It's two weeks until the Queensland Election and the contest is an interesting study in contrasts.  In the blue corner we have perhaps the most Presidential campaign in Australian history.  Campbell Newman, the LNP leader, is not even a member of Parliament, trying to gain a 7% swing in Ashgrove as well as lead his party to success.  The campaign is all about Newman.  The LNP campaign slogan is his nick-name, "Can-Do", usually said in a slightly ironic tone.  His party is not bidding to be the government, it is bidding to make him the Premier.

Meanwhile in the pale pink corner, beyond the daily media grind the Labor campaign is just the opposite.  Premier Anna Bligh is all but invisible in local campaign material, the focus firmly on the local candidates.  This is most obvious in the seat of Ashgrove, where Newman's bid for a seat is opposed by the "Keep Kate" campaign.  Labour MP Kate Jones quit her cabinet post almost a year ago to devote herself to keeping her seat in the face of Newman's challenge and if you click on the link you will notice that Anna Bligh and Labor do not appear on the Keep Kate website.

The tactic appears to be working.  A recent poll in Ashgrove shows Jones with a slight lead over Newman.  The Labor Party is banking on her local popularity trumping the profile of Newman, who is still relatively popular across Brisbane despite his two terms as Lord Mayor.  He is possibly not quite so popular in Ashgrove.  Neither is Anna Bligh apparently, but unlike Newman she doesn't need the people of Ashgrove to vote for her, just for Kate.

It raises an interesting question.  The LNP will never admit it, but one of the reasons they focus so strongly on Newman is that they don't have a lot else to offer.  The LNP is an uneasy merger between the city-based Liberals and the rural Nationals, and rivalries are always close to the surface.  Just before this election got under way, we had a senior ex-National lobbying publicly for some of his ex-National Party mates to be included in the ministry.  The party clearly has little capacity to vet candidates.  It has now lost two Gold Coast candidates to various scandals and has another one accused of hosting a porn website.  Meanwhile, they are frantically releasing policies but not their costings, suggesting that perhaps they might be making it up as they go along.

So this can go three ways.  Newman could win his seat and his party could win government.   In this case, he will have to somehow coax the rabble he leads into forming a workable government and getting on with the job instead of acting like idiots.  I guess it's possible.

The second possibility is that Newman could fail to win his seat, but his party could win a majority anyway.  In this case, the LNP, not to mention the State, will be in trouble.  Having run a presidential campaign but failed to get their president elected, they will have to turn back to one of the unispiring people they passed over a year ago in promoting Newman.  Kate would be delighted but the rest of us would be left feeling rather hollow.
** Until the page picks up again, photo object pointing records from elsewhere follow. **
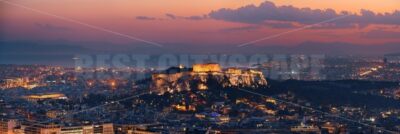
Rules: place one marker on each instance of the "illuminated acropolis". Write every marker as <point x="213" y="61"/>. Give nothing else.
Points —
<point x="178" y="81"/>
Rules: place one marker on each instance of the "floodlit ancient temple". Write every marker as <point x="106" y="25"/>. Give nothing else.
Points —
<point x="178" y="79"/>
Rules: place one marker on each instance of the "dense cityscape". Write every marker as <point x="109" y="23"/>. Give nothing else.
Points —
<point x="351" y="95"/>
<point x="199" y="67"/>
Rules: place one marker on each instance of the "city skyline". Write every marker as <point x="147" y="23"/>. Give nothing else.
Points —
<point x="177" y="24"/>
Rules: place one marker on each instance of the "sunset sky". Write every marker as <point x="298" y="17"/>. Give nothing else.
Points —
<point x="198" y="23"/>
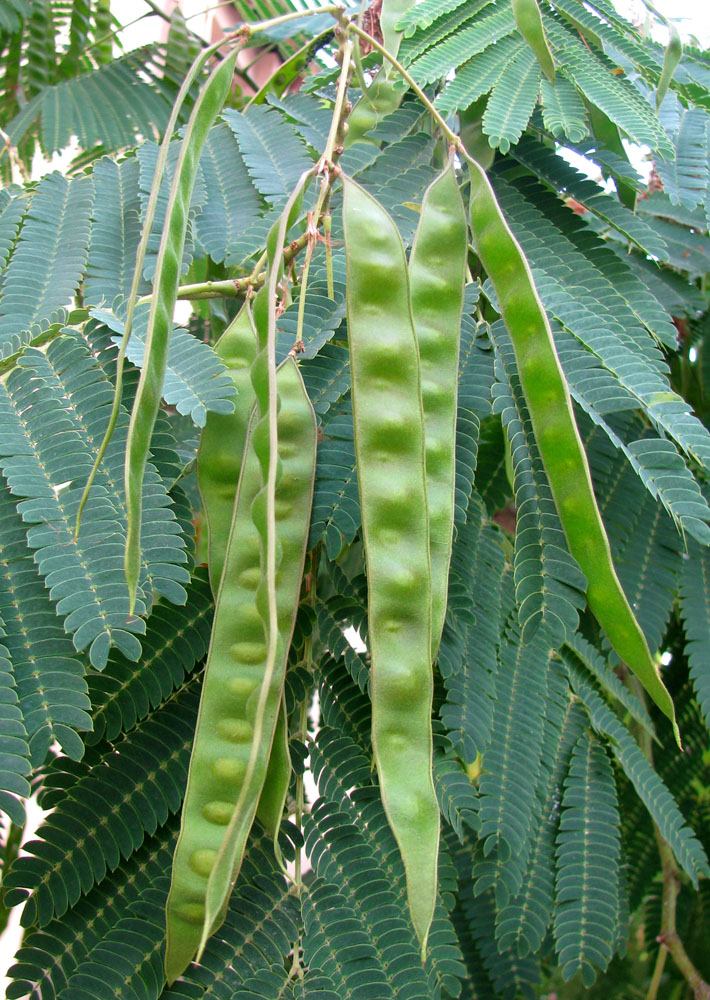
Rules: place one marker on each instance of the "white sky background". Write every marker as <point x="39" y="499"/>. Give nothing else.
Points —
<point x="692" y="17"/>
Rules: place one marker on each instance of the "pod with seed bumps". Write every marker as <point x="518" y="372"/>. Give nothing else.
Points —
<point x="219" y="458"/>
<point x="234" y="674"/>
<point x="389" y="448"/>
<point x="561" y="450"/>
<point x="437" y="272"/>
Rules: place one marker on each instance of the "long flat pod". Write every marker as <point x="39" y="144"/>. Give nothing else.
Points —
<point x="278" y="776"/>
<point x="548" y="399"/>
<point x="389" y="446"/>
<point x="227" y="721"/>
<point x="437" y="270"/>
<point x="222" y="442"/>
<point x="167" y="273"/>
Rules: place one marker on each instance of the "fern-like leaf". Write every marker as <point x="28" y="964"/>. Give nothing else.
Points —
<point x="511" y="765"/>
<point x="58" y="223"/>
<point x="587" y="863"/>
<point x="467" y="656"/>
<point x="512" y="100"/>
<point x="115" y="232"/>
<point x="125" y="794"/>
<point x="47" y="450"/>
<point x="14" y="749"/>
<point x="549" y="584"/>
<point x="523" y="923"/>
<point x="51" y="686"/>
<point x="274" y="155"/>
<point x="195" y="381"/>
<point x="649" y="786"/>
<point x="563" y="110"/>
<point x="176" y="639"/>
<point x="232" y="203"/>
<point x="695" y="613"/>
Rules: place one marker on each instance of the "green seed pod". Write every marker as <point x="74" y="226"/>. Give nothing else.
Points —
<point x="219" y="458"/>
<point x="437" y="271"/>
<point x="229" y="723"/>
<point x="389" y="447"/>
<point x="563" y="456"/>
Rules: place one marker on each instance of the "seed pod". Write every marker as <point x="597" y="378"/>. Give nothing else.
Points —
<point x="389" y="448"/>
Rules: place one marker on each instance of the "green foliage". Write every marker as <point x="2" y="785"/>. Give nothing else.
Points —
<point x="553" y="777"/>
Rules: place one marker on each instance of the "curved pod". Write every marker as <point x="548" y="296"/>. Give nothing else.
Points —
<point x="227" y="721"/>
<point x="389" y="447"/>
<point x="437" y="272"/>
<point x="222" y="442"/>
<point x="561" y="449"/>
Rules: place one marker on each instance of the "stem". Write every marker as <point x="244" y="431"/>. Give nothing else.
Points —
<point x="657" y="974"/>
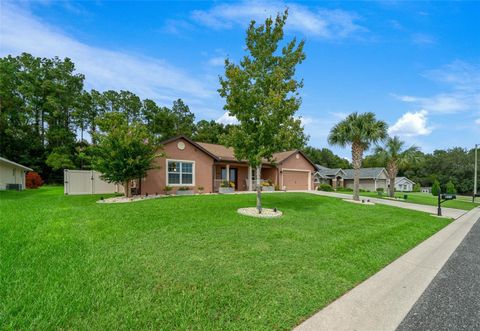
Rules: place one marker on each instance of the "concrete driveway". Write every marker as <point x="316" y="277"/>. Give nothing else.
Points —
<point x="447" y="212"/>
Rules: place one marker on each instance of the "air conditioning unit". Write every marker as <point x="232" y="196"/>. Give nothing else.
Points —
<point x="14" y="187"/>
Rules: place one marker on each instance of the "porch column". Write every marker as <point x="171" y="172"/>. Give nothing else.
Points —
<point x="250" y="178"/>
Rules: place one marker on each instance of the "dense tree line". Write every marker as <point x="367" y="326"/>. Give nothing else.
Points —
<point x="46" y="115"/>
<point x="49" y="121"/>
<point x="455" y="165"/>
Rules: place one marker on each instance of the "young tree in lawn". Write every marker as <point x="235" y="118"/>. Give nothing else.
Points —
<point x="359" y="131"/>
<point x="262" y="93"/>
<point x="436" y="190"/>
<point x="124" y="153"/>
<point x="393" y="156"/>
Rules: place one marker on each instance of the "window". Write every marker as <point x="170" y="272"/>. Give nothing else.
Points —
<point x="180" y="172"/>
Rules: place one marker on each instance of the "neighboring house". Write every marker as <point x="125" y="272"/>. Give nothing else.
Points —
<point x="426" y="189"/>
<point x="325" y="175"/>
<point x="12" y="175"/>
<point x="195" y="164"/>
<point x="403" y="184"/>
<point x="370" y="178"/>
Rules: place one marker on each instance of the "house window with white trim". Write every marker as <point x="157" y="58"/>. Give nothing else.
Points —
<point x="180" y="172"/>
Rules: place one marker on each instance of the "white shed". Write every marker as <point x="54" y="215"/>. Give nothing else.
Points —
<point x="403" y="184"/>
<point x="12" y="175"/>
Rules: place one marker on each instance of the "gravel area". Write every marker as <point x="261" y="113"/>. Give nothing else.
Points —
<point x="452" y="300"/>
<point x="266" y="212"/>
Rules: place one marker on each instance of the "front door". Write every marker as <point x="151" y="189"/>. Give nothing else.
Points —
<point x="233" y="176"/>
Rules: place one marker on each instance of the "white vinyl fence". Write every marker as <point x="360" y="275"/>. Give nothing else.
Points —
<point x="78" y="182"/>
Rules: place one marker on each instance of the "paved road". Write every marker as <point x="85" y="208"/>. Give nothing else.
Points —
<point x="452" y="300"/>
<point x="447" y="212"/>
<point x="382" y="301"/>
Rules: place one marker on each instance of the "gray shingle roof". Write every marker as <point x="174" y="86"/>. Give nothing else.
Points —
<point x="365" y="173"/>
<point x="327" y="172"/>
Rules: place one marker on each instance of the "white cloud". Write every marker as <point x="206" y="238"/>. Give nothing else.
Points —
<point x="217" y="61"/>
<point x="227" y="119"/>
<point x="411" y="125"/>
<point x="463" y="83"/>
<point x="423" y="39"/>
<point x="324" y="23"/>
<point x="441" y="103"/>
<point x="104" y="69"/>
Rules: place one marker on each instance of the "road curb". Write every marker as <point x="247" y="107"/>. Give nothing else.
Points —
<point x="382" y="301"/>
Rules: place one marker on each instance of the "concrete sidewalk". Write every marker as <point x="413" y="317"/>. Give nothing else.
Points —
<point x="447" y="212"/>
<point x="452" y="300"/>
<point x="382" y="301"/>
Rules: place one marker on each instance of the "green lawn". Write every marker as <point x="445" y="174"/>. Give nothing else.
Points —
<point x="428" y="199"/>
<point x="188" y="262"/>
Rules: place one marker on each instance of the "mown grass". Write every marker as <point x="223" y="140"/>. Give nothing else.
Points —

The third possiblity, of course, is that people's disillusionment with the Labor government will be overwhelmed by the realisation that the LNP is even worse, and Labor will be returned, no doubt with the slimmest of majorities.  This seems unlikely, but in this case, we know that Anna Bligh will almost certainly still be there to lead them, representing as she does one of the safest Labor seats in the State.

Personally. I don't find any of the alternatives that exciting.  I've never voted for the conservative parties in my life and am not about to start now.  However, the reforming zeal has long since departed from Queensland Labor, leaving them to manage the results of past reforms - and that none too competently.  The Queensland Health pay fiasco goes on and on, while on the relatively minor matters on which I deal with the government the wheels seem to be be stuck fast.  Something has to change, but I don't think President Newman is the answer, and a Newman-less LNP is even less so.